As the university prepares to remove 14 dioramas depicting Native American cultures out of the Exhibit Museum of Natural History, members of the public can learn why the 50-year-old displays have raised concerns from both native and non-native visitors.
Philip Deloria, professor of history and professor of American culture, talks about new messages placed among 14 dioramas depicting Native American culture at the Exhibit Museum of Natural History. (Photo by Scott Galvin, U-M Photo Services)

New overlay messages placed on and around the dioramas supplement text long presented with the fourth floor hallway displays, which depict Native Americans in miniature, engaged in various historical activities.

"We were concerned that we were leaving the impression that Native Americans are extinct, just like the dinosaurs on the second floor," said Museum Director Amy Harris. She said museums around the world have also been facing issues about the depiction of native populations.

"Each of these Native American dioramas purports to represent an entire culture, inevitably resorting to stereotypes and simplification," Harris said. "This overlooks the vast multiplicity of real people, who lived in real time, and whose descendants continue on in modern society."

The interpretive overlay has received its own exhibit title, Native American Dioramas in Transition. Written messages — affixed to the diorama glass —address concerns, suggest new ways of learning about native cultures and provide an opportunity for comment.

The dioramas and the interpretive exhibit overlay will remain on display through Jan. 4, when they will be moved to storage.

Harris made the decision to remove the dioramas with the support of LSA Dean Terry McDonald and the faculty in the Native American Studies Program. "This decision is guided by the university's and the Exhibit Museum's dedication to advancing scholarship and best practices, collaboration, and support of our diverse community," Harris said.

Philip Deloria, professor of history and professor of American culture, LSA, was among those working on this issue. "There were a lot of stakeholders who were consulted, it was an incredibly thorough process," Deloria said. Among those surveyed were teachers, children, an anthropologist and members of the native community.

Harris said there was added incentive to make the change in this particular year, as it has been identified as the LSA theme year Meaningful Objects: Museums in the Academy.

The Native American dioramas were completed by Robert Butsch in 1969. Harris said that while the dioramas have been popular with many visitors, concerns had been raised over their context in a natural history museum and the stereotyping and oversimplification inherent in the diorama as a display technique.

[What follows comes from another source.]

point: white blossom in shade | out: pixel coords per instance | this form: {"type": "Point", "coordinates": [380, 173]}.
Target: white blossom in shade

"Each generation of scholars finds more effective ways to gather knowledge and present it accurately to others. Consequently, norms and best practices change over time in all academic areas, including museum studies and Native American studies," Harris said.

"We looked at what other museums were doing, and what the best practices currently are in the museum field. We felt that the best decision was to take them off public display. There are ongoing discussions about future displays in other, more appropriate locations on campus."

A planned overhaul of all exhibits in the museum's 4th floor hallway will focus on earth science, minerals, and astronomy and cosmology, Harris said.